Essa ospitava una tra le più ricche e selezionate biblioteche private dell’antichità, allevamenti di murene, frutteti di pesco e di ciliegie, queste ultime essenze esotiche provenienti dalla Persia e da Cerasunta, città dell’Anatolia (odierna Turchia), da cui proviene il nome napoletano del frutto: “cerasa”. Lucullo infranse la dimora delle ninfe oceanine e vi disegnò personalmente, anche, i prati, i boschetti di rose e i gradini che dal giardino scendevano al mare.

Scacciati gli dei e la loro corte, Lucullo sistemò le sue bellissime schiave in giardini degni di un imperatore, murene nei vivai delle grotte di coralli e di alghe verdi, i più rari ed esotici volatili nelle uccelliere, i più colti e raffinati musicisti negli archi a tutto sesto. La Villa di Megaride fu nota per le sue feste e baccanali, per le sue magiche luminarie, per i suoi gustosi banchetti, per le sue macchinose scenografie teatrali; ma, ancor di più, lo fu per la bellezza che ospitò, non solo letteraria, ma mondana di Servilia, la sua bellissima moglie, sorella di Catone e tra le più belle donne di romana e latina memoria, che non solo poeti e artisti faceva disperare ma tutti gli ospiti del mecenate, dai garzoni ai nobili romani; e, infine, gli dei.

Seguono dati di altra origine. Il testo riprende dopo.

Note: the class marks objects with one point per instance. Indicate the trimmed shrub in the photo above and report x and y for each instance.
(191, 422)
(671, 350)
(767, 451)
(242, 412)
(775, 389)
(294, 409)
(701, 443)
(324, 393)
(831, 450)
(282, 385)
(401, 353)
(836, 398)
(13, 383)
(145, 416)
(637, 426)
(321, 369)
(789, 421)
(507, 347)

E Servilia distesa sul lettuccio, vestita di stoffa tessuta d’oro, lasciandosi sventolare dalle schiave fremendo di piacere alla brezza marina, guardando distrattamente la ridda delle danzatrici, mormora fra sé, sono io, sono io la sirena! E l’aria mormora anch’essa, dopo aver scherzato con le chiome olezzanti: è lei, è lei la sirena. Servilia quando solleva un cespo di fiori è bella come Flora; Servilia, quando sceglie in un cestello  la pesca matura, è bella quanto Pomona; Servilia quando porta sui capelli la brillante mezzaluna e al fianco la faretra, è bella quanto Diana; quando senza ornamenti, coi capelli disciolti, uscendo
dal bagno, tutta stillante profumi, si lascia asciugare dalle schiave e s’avvolge nella tunica bianca, è… – …bella come Venere – sussurra lo schiavo innamorato. – Più bella di Venere – dice, col suo olimpico orgoglio, Servilia. Il che è udito dalle attente ninfe oceanine e Venere sa che Servilia l’ha offesa e Poseidone questa volta dà ascolto alla preghiera della sua bella amante“, condannando l’isolotto di Megaride all’erosione e alla futura scomparsa.